Tiene razón de sobra el escritor valluno en su preocupación, por lo
que implica para la vida institucional de la Nación que la Fiscalía esté
adelantando investigaciones contra 16 generales del Ejército activos y
retirados, según contó la muy seria entidad norteamericana vigilante de los
Derechos Humanos, Human Rights Watch (HRW), en informe titulado El rol de los altos
mandos en falsos positivos. Aún más preocupante es saber que estarían
involucrados el actual comandante general de las Fuerzas Militares, general
Juan Pablo Rodríguez Barragán, y su homólogo en la comandancia del Ejército, general
Jaime Lasprilla. (Informe
de HRW aquí).

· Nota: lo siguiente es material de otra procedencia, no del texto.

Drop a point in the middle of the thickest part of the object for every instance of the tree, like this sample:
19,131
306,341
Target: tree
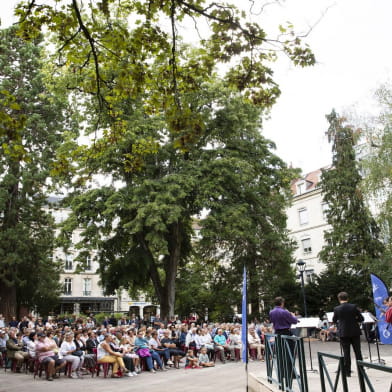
377,165
353,242
31,123
143,226
150,113
110,48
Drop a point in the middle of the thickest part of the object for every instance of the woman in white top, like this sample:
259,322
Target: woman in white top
105,354
67,348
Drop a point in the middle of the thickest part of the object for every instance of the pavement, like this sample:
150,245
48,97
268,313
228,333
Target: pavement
229,377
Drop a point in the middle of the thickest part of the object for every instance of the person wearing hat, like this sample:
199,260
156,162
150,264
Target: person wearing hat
14,349
105,354
3,341
46,356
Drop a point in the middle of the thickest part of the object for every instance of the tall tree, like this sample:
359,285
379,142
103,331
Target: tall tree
143,226
377,165
150,108
353,243
31,122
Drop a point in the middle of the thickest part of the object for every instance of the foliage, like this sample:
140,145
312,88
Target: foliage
353,243
378,168
142,227
171,138
31,122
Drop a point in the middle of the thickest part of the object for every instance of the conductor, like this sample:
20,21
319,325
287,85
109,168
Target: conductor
347,316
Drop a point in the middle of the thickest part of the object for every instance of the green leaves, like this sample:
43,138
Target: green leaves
353,242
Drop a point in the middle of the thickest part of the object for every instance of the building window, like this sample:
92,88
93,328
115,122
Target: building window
67,286
306,245
303,216
301,188
309,274
68,265
87,286
324,209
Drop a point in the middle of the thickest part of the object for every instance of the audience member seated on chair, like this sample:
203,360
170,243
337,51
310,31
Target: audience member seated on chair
192,362
87,360
169,343
47,357
105,354
91,343
206,340
144,351
221,345
33,339
235,344
70,352
204,360
129,351
3,341
255,343
156,345
14,349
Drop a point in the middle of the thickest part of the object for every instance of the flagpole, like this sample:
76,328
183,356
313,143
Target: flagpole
244,330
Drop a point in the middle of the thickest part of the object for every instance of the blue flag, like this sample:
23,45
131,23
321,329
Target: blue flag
380,293
244,331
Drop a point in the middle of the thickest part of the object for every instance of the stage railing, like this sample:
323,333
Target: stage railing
324,373
364,379
285,359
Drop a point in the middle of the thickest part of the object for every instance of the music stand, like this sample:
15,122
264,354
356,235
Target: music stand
308,322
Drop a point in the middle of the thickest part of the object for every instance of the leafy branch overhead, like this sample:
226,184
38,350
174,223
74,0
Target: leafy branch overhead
110,48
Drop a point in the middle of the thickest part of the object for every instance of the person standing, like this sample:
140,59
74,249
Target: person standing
281,318
282,321
348,316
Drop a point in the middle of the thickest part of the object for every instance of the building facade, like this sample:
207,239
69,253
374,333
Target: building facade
307,223
82,292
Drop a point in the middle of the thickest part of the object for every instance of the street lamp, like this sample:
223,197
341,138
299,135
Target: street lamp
301,265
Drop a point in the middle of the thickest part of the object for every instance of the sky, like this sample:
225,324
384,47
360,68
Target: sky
351,41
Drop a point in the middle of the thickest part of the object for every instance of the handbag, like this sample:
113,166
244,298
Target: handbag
144,352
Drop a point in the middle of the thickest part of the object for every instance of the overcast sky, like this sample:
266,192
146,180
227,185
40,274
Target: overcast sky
352,43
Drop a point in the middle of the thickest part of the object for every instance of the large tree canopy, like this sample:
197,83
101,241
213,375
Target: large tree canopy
353,243
31,126
377,165
111,50
142,227
177,139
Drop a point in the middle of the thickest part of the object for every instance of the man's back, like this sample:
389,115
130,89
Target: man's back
347,316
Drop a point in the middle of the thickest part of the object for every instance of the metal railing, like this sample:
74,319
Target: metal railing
282,354
324,373
364,378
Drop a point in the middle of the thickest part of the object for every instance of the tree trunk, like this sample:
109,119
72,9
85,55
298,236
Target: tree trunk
8,305
171,264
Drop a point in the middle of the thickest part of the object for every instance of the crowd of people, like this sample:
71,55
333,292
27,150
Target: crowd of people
79,347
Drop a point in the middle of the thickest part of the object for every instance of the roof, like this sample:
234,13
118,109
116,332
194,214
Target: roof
311,181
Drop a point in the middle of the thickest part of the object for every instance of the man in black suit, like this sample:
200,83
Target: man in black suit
347,316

Las acusaciones contra el general Rodríguez Barragán provienen
en parte del coronel (r) Robinson González del Río, quien afirma que aquel participó
en la falsificación de situaciones de combate y “contrató a un investigador
policial para que hiciera la acomodación en la escena”.
Son acusaciones de extrema gravedad, y fueron el motivo por el cual el
presidente Juan Manuel Santos y el procurador Alejandro Ordóñez coincidieron en
descalificar airados dicho informe, el primero pidiendo “que no nos vengan a
manchar la institución" y el segundo exigiendo del Estado –en lugar de
condenar los falsos positivos- “una condena fuerte a esas conclusiones (de HRW),
por ligeras y envenenadas”. Esto último podría oscilar entre una imprudencia
verbal o una abierta complicidad con prácticas criminales, pues Ordóñez es precisamente
el juez disciplinario de las Fuerzas Armadas y debería saber que una sentencia
del Tribunal Superior de Cundinamarca por las víctimas de Soacha elevó ese caso
a delito de lesa humanidad, al considerar que fue parte de “un plan criminal
sistemático y generalizado” contra la población civil.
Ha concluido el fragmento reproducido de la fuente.